President Biden, Vice President Kamala Harris and Labor Secretary Martin J. Walsh met Thursday at the White House with several union organizers involved in successful campaigns at companies including Amazon and Starbucks.
The meeting was intended to discuss how the recent organizing successes can inspire other workers to join or form a union, according to the White House.
Alex Speidel, an employee and union leader at Paizo, a publisher of role-playing games in the Seattle area, said the administration officials “were interested in hearing about how we had been successful — what things we had done to motivate people without the union history in their families, first-time union joiners.”
A high-profile White House event focused primarily on rank-and-file union members and grassroots organizers is unusual for a president of either party. But a task force on worker organizing led by Ms. Harris, which officially organized Thursday’s meeting, has met with workers outside the White House on several occasions, and rank-and-file union members have attended White House events under Mr. Biden. There have also been White House meetings with labor leaders and senior labor officials.

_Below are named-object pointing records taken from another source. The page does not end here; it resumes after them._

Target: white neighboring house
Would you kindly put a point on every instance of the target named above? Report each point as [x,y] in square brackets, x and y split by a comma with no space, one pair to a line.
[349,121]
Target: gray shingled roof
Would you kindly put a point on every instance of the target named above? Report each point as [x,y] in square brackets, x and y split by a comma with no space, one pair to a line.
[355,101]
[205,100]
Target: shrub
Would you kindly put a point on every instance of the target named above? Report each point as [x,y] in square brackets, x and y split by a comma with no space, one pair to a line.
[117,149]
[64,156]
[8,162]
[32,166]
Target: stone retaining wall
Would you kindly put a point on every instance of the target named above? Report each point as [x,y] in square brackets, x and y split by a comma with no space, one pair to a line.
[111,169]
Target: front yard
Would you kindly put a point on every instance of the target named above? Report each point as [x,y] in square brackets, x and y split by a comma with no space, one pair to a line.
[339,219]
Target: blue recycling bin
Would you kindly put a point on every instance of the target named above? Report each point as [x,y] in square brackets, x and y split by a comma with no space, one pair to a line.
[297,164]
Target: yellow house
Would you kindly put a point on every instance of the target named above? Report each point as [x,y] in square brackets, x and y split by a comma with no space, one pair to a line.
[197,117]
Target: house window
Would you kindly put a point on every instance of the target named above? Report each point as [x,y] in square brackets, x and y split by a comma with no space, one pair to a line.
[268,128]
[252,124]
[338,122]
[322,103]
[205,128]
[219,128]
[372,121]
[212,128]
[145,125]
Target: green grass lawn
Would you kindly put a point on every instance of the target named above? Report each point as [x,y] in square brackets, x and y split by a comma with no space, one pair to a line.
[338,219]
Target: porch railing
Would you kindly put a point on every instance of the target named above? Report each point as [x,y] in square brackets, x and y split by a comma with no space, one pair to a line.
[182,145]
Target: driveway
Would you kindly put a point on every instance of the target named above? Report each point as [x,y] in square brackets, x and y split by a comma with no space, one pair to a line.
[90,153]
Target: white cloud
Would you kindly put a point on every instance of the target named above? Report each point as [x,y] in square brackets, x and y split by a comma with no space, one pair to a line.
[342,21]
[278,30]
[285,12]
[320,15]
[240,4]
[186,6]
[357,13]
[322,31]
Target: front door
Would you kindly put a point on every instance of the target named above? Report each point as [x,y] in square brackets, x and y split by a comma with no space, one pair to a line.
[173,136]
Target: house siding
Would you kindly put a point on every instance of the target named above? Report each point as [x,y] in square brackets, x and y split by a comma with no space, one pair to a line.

Christian Smalls, president of the Amazon Labor Union, asked Mr. Biden to press Amazon’s leadership to recognize the union and to begin collective bargaining, and Mr. Biden expressed general support in response, according to Mr. Speidel and another attendee, Jaimie Caldwell, a librarian at the Baltimore County Public Library in Maryland.
A White House spokeswoman said it was up to the National Labor Relations Board, an independent agency, to certify unions. She also pointed to earlier remarks by Jen Psaki, the White House press secretary, noting that President Biden is a longtime advocate “for collective bargaining, for the rights of workers to organize, and their decision to do exactly that” in the case of Amazon.
The meeting comes at a time when union organizers have won several high-profile elections, including more than 50 at Starbucks locations and at the Staten Island warehouse where Mr. Smalls led a unionization effort.
In addition to union leaders and workers from Amazon, Starbucks, Paizo and the Baltimore County Public Library, the meeting included workers from the outdoor apparel retailer REI and the animation production company Titmouse.
Labor leaders often describe Mr. Biden as the most pro-labor president of their lifetimes, pointing to his replacement of government officials they disliked with those more sympathetic to unions, and to the undoing of Trump-era rules that weakened worker protections.
During a high-profile union campaign at Amazon last year, Mr. Biden warned that “there should be no intimidation, no coercion, no threats, no anti-union propaganda,” and he later criticized Kellogg for its plans to permanently replace striking workers during a labor dispute. Both were unusual interjections by a sitting president.